Background of Rule 105
Rule 105 charges involving hedge fund managers have increased since 2007 when the Rule was amended to make it easier for the SEC to prove a violation. Prior to the amendment, Rule 105 prohibited a manager from selling short ahead of an offering and then using the shares purchased in the offering to cover the short position. The 2007 amendments made the rule simpler — now, a manager may either short within the restricted period, or participate in the offering, but may not do both.

There are limited exceptions to Rule 105 that may apply: (1) a “bona fide purchase” exception if the manager covers the restricted period shorts no later than one business day prior to the day of pricing of the offering; and (2) a “separate accounts” exception if the manager is advising separate accounts, where one sells short and the other participates in the offering. A critical note for both exceptions, and the Rule generally, is that the requirements are technical and precise — the Rule and related guidance must be carefully analyzed to assure compliance.
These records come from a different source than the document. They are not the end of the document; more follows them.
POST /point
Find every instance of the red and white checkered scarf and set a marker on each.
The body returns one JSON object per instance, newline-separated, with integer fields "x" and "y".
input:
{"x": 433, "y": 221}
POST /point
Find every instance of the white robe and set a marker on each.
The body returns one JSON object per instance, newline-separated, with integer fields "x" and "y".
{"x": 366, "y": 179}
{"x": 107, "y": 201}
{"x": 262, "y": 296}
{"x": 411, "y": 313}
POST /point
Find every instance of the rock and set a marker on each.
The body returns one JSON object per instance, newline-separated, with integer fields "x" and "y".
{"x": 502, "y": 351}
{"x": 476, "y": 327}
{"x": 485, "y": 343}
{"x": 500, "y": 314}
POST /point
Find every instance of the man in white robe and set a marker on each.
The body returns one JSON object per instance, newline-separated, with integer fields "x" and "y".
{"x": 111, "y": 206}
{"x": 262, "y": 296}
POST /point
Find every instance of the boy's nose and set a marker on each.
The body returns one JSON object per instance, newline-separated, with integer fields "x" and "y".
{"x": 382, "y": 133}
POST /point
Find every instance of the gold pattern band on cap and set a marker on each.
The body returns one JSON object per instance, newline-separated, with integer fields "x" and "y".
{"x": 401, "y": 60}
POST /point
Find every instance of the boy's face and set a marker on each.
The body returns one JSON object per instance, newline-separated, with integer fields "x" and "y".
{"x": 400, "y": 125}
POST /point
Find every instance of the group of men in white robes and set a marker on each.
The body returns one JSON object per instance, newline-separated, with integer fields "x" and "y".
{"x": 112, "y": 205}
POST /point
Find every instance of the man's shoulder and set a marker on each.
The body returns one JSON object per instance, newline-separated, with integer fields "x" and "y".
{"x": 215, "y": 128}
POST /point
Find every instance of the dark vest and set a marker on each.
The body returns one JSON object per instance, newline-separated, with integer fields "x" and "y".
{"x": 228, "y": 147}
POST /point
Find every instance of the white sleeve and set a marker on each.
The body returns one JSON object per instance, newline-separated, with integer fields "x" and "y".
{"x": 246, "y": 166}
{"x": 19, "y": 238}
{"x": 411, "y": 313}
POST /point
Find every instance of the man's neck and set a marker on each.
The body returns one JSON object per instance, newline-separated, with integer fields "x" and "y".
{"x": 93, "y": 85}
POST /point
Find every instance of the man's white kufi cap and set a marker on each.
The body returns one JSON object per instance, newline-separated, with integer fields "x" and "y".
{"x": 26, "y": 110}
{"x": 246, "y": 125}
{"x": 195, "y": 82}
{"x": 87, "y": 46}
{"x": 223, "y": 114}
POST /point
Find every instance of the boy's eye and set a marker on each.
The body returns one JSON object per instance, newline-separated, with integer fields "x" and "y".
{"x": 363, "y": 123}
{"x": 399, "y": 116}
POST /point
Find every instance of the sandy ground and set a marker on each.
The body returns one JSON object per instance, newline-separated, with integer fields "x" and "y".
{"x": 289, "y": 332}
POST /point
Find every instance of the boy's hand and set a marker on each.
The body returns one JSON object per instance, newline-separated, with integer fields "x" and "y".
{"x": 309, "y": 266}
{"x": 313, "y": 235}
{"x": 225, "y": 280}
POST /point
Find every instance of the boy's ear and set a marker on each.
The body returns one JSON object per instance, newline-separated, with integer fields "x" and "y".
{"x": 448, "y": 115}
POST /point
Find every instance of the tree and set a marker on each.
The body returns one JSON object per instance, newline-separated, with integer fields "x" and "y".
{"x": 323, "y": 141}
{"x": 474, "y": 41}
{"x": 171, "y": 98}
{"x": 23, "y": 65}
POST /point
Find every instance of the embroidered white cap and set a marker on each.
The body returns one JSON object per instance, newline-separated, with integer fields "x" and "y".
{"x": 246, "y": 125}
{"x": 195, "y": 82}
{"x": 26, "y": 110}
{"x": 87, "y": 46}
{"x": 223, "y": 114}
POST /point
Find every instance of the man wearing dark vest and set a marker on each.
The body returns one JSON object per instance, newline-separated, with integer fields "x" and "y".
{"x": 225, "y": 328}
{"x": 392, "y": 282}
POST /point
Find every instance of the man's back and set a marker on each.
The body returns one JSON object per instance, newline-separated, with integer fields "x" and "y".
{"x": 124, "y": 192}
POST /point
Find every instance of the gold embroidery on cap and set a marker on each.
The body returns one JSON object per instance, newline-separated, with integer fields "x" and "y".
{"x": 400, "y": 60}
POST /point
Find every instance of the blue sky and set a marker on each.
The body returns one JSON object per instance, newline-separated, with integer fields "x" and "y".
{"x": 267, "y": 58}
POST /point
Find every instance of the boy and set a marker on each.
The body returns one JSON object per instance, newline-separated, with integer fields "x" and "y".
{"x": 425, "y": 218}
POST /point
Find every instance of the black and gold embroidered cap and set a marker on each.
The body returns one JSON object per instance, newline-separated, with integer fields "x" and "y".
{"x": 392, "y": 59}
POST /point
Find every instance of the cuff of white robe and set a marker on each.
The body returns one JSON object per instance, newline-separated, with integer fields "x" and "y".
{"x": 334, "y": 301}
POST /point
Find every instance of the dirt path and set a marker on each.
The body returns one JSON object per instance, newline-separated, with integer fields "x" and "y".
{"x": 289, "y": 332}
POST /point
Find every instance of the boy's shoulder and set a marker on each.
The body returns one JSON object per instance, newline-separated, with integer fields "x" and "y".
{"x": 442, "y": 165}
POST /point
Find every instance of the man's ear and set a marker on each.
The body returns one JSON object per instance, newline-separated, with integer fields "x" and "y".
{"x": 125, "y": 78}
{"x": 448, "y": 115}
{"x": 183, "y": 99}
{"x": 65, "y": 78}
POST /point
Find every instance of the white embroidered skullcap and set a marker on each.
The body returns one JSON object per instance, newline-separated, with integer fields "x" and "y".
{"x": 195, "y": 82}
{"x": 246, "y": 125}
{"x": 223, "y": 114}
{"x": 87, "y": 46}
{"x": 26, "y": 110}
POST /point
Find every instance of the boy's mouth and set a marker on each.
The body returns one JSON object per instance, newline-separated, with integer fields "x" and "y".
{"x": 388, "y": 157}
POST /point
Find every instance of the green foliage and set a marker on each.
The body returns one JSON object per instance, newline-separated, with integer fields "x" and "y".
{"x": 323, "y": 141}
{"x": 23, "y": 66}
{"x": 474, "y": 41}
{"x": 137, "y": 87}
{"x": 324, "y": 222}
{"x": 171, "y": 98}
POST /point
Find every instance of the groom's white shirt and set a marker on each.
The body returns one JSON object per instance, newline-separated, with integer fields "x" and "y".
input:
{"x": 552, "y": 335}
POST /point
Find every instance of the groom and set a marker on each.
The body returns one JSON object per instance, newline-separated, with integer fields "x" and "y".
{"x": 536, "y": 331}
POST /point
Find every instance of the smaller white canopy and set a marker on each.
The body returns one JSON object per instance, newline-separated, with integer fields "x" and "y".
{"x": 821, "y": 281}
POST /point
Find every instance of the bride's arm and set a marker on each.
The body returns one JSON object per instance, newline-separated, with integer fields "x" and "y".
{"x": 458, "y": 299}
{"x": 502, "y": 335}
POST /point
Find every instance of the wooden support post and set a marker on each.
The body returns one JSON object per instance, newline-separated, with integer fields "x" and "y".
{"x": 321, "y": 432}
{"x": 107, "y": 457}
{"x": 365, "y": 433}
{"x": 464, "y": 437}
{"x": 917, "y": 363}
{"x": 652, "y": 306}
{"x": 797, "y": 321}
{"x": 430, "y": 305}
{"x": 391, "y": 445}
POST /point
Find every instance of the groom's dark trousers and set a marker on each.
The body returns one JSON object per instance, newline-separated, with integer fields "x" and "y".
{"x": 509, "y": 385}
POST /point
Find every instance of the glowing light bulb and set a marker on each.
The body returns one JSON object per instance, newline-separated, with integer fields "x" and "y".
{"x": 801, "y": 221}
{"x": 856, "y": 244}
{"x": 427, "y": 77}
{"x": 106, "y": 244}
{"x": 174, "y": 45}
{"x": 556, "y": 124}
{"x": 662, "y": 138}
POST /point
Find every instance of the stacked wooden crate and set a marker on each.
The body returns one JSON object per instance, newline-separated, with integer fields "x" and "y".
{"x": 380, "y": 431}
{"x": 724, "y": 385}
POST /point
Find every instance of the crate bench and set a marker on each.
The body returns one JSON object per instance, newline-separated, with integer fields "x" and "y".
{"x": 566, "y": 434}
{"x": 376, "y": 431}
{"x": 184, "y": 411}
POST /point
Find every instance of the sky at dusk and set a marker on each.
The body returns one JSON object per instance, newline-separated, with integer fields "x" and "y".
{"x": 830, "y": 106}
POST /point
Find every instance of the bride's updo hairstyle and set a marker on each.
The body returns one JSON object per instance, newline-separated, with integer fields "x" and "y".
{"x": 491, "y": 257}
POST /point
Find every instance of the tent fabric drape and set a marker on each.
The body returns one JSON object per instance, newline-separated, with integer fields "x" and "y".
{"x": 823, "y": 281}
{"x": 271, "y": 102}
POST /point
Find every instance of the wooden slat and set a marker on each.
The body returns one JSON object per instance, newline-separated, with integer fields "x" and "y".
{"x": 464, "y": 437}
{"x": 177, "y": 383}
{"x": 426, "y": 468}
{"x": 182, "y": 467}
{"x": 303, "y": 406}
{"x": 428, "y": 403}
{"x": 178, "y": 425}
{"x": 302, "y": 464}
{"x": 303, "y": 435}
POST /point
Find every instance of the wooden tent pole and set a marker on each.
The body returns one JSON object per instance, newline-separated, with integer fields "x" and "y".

The SEC views Rule 105 as a prophylactic rule which does not require any showing that the manager intended to manipulate the price of the securities sold short, or that the short selling had that effect or even could have had that effect in the circumstances. Charges against fund managers have been brought even where there was a single offering at issue and where the number of shares traded was relatively modest.

Enforcement’s New Approach
The SEC’s Enforcement Division has recently sought information from a number of hedge fund managers related to potential Rule 105 violations. The staff of the Enforcement Division appears to be taking a more uniform and streamlined approach in these instances. Specifically, the request from the SEC typically focuses on a small number of offerings in which funds or accounts managed by the adviser participated, after having recently sold short. The information sought by the staff with respect to the particular trades at issue may be more detailed, and the request may be for it to be produced in a standardized chart or spreadsheet format, at least initially. Information about the personnel involved in the relevant trading, and applicable compliance policies and procedures may be requested. The staff may also in its initial request ask the manager to review its trading in all securities for a period of years for potential Rule 105 violations. Finally, the request may indicate that the manager may include a narrative description as to why charges are not appropriate or if there are mitigating circumstances.

To be prepared for this type of letter from the SEC’s Enforcement Division, hedge fund managers should review their compliance with Rule 105 and take any appropriate steps to improve their compliance with the Rule.